Erdoğan'ın konuşmasından satırbaşları şöyle:
— (Almanya ziyareti) Kritik bir dönemde son derece verimli, son derece başarılı bir ziyaret yaptık.
— İki gün boyunca yaptığımız temasların köklü Türk-Alman dostluğunu daha da perçinlediğini düşünüyorum.
— Gerek Sayın Steinmeier gerekse Sayın Merkel ile görüşmelerimizde iki ülkeyi yakından ilgilendiren meseleleri samimiyetle ele aldık.
— Son dönemdeki bazı fikir ayrılıklarını bir yana koyarak bundan sonra ortak menfaatlerimize odaklanmamız gerektiğini vurguladım.
— Birçoğunuz çifte vatandaş oldunuz. Bu işin önünü kestiler. Yetkililerle görüştük, bu işin önünü açmalısınız dedim.
— 3,5 milyon soydaşımız, vatandaşımız var burada. Önlerini açsalar, onlar da çifte vatandaş olarak Almanya'da bulunsa ne olur sanki?
— (Çifte vatandaşlık verilmesi konusunda) Sicili bozuk olmadıktan sonra niye vermeyelim? Yeter ki sicili sağlam olsun.
— (DİTİB Camisi) Burası, bizi Avrupa'nın ötekisi, düşmanı gibi göstermeye çalışanlara inat, bu topraklardaki varlığımızın timsali olmalıdır.
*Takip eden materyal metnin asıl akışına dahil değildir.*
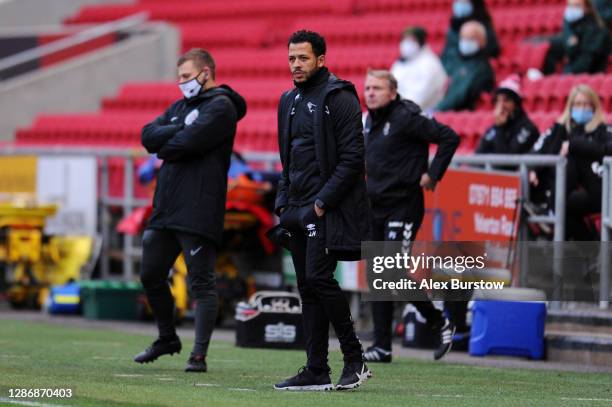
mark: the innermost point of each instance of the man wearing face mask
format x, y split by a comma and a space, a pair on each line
474, 73
323, 206
513, 132
584, 43
463, 11
398, 137
419, 73
194, 138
— Adı, iddiası, ideolojisi ne olursa olsun teröre bulaşan, şiddete bulaşan, Müslümanların canına kasteden hiçbir yapının İslam'la, Müslümanlıkla, bizim inancımızla bağı yoktur.
— Bizim nazarımızda Berlin'de pazar yerindeki sivilleri katleden DEAŞ'lı caniler neyse 2 ay önce 11 aylık Bedirhan bebeği annesiyle beraber şehit eden PKK'lı katiller de odur.
— Bugüne kadar en fazla zararı Müslümanlara vermiş, en çok Müslüman kanı dökmüş terör örgütleri İslamist ve Cihadist gibi ifadelerle yine Müslümanlara yamanmak isteniyor.
— Demokrasi düşmanlarının, Avrupa'nın demokratik kurumlarını istismar etmesine daha fazla göz yumulmamalıdır.
— Avrupa başkentlerinin caddeleri ve meydanları terör örgütünün paçavralarıyla daha fazla kirletilmemelidir.
— Bir Mesut Özil, bir İlkay'ımız… İngiltere'de kendileriyle bir fotoğraf çektirdik diye bu toplumdan dışladılar. Alman Milli Takımı'na kadar yükselmiş olan bu iki gencimizin dışlanmasını ben onun Cumhurbaşkanı olarak doğrusu hazmedemedim.